Kahle: Natürlich ist unsere Intention, wir möchten gerne den Großen haben, und darauf legen wir auch den großen Wert. Wir treffen also immer wieder auch Firmen an, die in sechsstelliger Höhe Umsätze erzielen, ohne dass sie ein Gewerbe angemeldet haben. Wir haben Firmen, die als Aktiengesellschaften aufgetreten sind, quer durch die ganze Republik arbeiten, und denen versuchen wir dann hier den Weg zu ebnen.
Spengler: Aber da klingt es jetzt nicht so, als müssten Sie die nur an die Hand nehmen und auf den Weg der Besserung führen. Das klingt ja schon richtig nach krimineller Methode.
Kahle: Da ist eine gehörige Portion kriminelle Energie enthalten und trotzdem geben wir die Hoffnung nicht auf, dass es gelingt, und sehr häufig gelingt es.
Spengler: Wie ist denn Ihre Erfolgsquote?
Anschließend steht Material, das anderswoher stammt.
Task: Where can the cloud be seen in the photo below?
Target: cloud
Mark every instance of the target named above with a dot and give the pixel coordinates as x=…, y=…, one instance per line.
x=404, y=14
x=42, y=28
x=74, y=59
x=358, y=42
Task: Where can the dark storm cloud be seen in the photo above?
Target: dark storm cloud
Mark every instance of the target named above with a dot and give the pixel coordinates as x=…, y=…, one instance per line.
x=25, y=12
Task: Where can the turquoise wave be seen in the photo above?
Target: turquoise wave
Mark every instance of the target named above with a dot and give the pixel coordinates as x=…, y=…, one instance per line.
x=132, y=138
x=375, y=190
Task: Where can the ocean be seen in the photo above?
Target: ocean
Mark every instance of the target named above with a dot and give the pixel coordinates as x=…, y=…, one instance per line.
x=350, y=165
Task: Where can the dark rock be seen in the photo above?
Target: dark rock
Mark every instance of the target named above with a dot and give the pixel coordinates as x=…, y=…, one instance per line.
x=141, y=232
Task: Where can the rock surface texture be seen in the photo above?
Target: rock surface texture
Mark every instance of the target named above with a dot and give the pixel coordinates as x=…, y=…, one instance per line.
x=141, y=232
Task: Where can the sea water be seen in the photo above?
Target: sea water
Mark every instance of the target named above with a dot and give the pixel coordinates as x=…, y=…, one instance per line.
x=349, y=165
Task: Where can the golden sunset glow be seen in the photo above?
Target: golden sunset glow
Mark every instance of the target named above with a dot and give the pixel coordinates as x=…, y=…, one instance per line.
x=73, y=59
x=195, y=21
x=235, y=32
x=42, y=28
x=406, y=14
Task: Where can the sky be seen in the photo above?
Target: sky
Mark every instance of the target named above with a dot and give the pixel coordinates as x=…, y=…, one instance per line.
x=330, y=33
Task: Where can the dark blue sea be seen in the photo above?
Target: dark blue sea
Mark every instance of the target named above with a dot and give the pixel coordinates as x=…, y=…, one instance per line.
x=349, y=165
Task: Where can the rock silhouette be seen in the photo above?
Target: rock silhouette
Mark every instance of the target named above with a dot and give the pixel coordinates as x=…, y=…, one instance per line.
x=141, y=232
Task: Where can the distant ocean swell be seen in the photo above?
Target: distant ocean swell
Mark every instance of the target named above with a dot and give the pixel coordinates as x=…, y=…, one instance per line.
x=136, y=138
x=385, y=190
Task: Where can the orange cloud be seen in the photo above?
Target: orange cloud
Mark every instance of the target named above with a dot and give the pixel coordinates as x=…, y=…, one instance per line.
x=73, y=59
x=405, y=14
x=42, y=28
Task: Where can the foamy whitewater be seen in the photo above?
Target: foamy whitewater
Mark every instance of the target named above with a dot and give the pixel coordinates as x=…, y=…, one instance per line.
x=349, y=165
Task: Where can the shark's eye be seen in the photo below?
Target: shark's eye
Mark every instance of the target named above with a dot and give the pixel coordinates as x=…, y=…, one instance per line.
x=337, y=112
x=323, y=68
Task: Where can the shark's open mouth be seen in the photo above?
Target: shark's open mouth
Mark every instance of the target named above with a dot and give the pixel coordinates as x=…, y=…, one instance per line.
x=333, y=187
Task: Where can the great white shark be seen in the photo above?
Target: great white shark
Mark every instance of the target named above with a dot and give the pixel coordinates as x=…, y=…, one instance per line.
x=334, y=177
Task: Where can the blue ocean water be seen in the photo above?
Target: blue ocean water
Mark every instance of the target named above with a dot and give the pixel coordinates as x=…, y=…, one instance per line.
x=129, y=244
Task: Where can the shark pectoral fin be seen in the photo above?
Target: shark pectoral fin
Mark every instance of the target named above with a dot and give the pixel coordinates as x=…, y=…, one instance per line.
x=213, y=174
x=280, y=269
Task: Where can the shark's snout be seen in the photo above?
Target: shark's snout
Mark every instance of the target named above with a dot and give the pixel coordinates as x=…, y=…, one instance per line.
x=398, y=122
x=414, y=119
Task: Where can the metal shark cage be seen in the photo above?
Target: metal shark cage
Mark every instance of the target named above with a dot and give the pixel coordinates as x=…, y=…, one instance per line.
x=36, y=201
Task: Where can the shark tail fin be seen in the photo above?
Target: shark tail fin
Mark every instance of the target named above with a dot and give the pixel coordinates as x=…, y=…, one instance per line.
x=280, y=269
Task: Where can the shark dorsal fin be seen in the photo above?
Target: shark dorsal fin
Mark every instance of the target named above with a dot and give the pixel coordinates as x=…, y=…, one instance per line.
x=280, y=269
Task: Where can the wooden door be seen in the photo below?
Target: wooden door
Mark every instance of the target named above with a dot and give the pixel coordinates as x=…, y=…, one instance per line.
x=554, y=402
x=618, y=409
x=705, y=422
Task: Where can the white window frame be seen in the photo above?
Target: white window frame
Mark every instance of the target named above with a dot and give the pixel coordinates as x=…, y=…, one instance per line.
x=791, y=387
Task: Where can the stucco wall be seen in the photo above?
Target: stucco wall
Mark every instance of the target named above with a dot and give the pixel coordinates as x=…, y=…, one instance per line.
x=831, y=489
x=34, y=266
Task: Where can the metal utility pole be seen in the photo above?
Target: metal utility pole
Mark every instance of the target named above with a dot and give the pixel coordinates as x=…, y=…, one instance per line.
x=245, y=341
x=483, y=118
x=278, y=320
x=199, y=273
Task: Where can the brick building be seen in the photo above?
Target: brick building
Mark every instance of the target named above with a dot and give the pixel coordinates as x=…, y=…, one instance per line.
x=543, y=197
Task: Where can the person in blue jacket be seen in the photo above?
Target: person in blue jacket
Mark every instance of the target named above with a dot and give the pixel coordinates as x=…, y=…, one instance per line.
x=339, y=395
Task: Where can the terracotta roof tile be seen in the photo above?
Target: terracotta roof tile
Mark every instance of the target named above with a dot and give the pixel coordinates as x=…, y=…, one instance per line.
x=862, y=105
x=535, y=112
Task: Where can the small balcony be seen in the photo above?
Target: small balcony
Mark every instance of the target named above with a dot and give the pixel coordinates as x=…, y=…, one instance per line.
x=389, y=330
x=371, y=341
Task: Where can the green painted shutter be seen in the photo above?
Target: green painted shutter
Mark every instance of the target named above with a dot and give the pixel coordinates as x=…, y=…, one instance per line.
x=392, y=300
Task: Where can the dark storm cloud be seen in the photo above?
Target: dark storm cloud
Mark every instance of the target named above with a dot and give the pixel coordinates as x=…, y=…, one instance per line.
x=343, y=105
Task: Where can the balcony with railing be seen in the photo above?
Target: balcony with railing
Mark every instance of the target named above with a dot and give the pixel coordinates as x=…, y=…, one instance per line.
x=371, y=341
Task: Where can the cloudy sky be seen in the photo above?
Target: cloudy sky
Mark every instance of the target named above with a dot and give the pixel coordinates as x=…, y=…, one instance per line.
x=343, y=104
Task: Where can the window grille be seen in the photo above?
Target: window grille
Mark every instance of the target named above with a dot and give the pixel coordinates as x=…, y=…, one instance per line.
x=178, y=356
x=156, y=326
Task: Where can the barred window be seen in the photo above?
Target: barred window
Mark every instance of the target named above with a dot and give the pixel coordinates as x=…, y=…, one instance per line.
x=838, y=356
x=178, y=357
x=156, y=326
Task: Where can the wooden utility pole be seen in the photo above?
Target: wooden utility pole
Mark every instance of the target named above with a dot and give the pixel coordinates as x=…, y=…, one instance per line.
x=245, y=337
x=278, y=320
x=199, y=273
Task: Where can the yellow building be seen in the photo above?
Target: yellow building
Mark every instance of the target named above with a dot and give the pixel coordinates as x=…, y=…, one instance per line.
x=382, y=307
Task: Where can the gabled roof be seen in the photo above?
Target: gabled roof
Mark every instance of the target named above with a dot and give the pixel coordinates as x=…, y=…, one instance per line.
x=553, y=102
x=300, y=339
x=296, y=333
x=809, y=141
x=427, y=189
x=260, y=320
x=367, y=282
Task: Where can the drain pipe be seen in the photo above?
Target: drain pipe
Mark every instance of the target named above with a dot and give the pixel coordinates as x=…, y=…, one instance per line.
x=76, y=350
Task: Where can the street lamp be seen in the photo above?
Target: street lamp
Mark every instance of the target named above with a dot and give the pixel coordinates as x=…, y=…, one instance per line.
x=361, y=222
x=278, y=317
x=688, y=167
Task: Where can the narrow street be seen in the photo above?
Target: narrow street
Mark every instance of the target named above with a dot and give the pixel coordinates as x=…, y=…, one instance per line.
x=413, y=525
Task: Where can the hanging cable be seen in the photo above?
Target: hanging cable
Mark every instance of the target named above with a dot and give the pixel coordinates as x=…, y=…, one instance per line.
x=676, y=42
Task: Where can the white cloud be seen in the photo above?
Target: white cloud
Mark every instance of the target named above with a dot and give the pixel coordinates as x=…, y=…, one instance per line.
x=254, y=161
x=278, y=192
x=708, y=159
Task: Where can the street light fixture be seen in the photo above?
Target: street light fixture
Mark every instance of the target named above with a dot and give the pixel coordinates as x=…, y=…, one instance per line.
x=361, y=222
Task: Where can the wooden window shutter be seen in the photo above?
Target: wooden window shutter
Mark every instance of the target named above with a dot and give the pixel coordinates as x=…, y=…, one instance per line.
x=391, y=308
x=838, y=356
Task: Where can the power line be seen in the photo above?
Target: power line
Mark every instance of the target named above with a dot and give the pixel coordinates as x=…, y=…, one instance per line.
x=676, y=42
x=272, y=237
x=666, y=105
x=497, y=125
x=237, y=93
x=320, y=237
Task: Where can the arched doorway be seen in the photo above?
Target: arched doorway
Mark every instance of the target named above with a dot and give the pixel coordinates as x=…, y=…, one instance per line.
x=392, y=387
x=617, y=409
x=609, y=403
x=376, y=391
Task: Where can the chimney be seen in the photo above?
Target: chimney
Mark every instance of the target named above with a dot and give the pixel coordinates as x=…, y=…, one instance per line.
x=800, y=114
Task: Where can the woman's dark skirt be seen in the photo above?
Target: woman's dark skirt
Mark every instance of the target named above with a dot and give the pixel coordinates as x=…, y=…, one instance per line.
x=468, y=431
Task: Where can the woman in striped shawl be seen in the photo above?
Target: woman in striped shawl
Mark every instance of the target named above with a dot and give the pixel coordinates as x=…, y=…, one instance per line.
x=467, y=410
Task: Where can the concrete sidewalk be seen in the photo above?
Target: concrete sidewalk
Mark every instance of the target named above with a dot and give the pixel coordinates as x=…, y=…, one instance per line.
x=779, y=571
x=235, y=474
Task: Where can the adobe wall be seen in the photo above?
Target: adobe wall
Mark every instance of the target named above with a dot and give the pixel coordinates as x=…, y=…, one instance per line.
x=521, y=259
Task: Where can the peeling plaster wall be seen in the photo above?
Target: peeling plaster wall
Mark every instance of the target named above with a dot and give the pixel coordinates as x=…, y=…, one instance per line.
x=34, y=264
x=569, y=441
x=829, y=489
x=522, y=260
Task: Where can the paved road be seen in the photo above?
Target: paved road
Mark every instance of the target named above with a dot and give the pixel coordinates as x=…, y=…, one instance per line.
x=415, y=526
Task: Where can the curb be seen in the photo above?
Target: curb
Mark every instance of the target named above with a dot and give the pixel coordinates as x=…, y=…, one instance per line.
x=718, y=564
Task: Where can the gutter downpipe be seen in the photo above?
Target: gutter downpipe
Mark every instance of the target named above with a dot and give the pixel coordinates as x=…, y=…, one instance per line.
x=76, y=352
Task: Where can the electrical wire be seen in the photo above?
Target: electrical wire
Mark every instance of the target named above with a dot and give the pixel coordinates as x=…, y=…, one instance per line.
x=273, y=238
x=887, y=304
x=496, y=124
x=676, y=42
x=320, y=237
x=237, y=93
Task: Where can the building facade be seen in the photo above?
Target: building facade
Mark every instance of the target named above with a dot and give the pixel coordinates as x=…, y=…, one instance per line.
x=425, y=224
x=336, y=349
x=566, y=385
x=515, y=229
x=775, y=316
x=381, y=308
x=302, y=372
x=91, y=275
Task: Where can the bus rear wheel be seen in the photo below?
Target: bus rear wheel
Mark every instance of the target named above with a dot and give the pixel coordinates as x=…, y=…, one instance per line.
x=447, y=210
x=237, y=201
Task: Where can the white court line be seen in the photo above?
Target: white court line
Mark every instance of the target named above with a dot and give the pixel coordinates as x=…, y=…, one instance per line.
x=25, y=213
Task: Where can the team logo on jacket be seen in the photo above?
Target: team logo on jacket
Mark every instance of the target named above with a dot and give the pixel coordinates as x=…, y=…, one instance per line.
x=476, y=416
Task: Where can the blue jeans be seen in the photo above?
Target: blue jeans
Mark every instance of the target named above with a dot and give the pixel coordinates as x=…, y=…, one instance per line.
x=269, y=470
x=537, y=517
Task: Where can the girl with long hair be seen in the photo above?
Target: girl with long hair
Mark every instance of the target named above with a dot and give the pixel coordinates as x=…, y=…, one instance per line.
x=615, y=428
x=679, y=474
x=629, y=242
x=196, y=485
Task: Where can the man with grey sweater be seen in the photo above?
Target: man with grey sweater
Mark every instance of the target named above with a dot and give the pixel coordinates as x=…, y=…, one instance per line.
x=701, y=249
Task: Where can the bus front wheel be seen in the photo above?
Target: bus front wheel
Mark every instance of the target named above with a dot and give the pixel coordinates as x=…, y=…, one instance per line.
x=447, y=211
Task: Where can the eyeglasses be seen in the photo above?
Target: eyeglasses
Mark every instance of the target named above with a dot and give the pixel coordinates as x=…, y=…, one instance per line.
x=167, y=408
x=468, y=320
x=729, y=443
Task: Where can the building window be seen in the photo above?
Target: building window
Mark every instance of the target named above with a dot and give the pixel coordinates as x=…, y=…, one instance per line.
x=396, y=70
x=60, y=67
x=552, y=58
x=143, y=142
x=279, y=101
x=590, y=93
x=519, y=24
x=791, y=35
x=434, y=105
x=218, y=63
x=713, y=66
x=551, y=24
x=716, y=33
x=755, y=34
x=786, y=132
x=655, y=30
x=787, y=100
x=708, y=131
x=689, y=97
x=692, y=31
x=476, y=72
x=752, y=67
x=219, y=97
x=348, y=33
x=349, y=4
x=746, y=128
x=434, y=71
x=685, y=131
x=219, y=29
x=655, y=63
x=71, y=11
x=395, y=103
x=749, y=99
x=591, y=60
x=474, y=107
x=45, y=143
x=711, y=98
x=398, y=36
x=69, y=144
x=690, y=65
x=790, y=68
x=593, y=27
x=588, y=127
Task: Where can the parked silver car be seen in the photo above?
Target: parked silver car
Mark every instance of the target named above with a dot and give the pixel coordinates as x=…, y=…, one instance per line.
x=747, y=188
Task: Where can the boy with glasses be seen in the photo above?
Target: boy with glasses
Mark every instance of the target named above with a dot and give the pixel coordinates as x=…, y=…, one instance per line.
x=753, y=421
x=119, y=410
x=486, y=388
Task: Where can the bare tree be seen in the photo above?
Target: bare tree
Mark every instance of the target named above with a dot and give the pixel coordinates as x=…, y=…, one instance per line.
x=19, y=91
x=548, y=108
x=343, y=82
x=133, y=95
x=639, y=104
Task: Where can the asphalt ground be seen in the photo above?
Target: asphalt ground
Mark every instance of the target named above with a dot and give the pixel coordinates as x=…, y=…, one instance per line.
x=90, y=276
Kahle: Unsere Erfolgsquote liegt zurzeit bei 20 Prozent der erwischten, ertappten Schwarzarbeiter. Bei einem Fünftel unserer Delinquenten ist es gelungen, in die Legalität zu kommen, wobei wir ihn auch begleiten, nicht nach dem Motto, jetzt habe ich mich legalisiert, anschließend mache ich schwarz weiter. Nein, der bleibt im Fokus der Ermittler.
Spengler: Aber die Quote ist noch steigerungsfähig. Was benötigen Sie denn, um noch besser zu sein?
Kahle: Noch besser zu sein, natürlich die politische Unterstützung. Wir fordern zum Beispiel, dass die Rechte der kommunalen Fahnder gleichgestellt werden mit den Rechten der Bediensteten der Hauptzollämter.
Spengler: Was heißt das? Was dürfen die, was Sie nicht dürfen?
Kahle: Ich kann das an einem Beispiel mal plastisch darstellen.
Spengler: Aber kurz, weil wir so viel Zeit nicht mehr haben, Herr Kahle.
Kahle: Ein Schwarzarbeiter, der in der Zeitung wirbt, mit einer Zeitungsannonce, mit einer Telefonnummer. Nur im Rahmen eines Auskunftsersuchens, einer zeugenschaftlichen Befragung des Telekommunikationsanbieters kann ich hier als Zeuge diese Firma vernehmen und kriege dann die Antworten. Bei den Dienstkräften des Hauptzollamtes ist es einfacher. Die gehen zur Regulierungsbehörde der Telekommunikation und kriegen sofort auf dem kurzen Dienstweg, will ich mal sagen, diese Antworten. Das sind solche Rechte, die dort erweitert werden müssen. Und der Bürokratieabbau ist ganz, ganz wichtig.
Spengler: Heinrich Kahle, Schwarzarbeit-Fahnder in Niedersachsen. Danke für das Gespräch. Es gibt gesetzlich noch einiges zu tun, haben wir gelernt.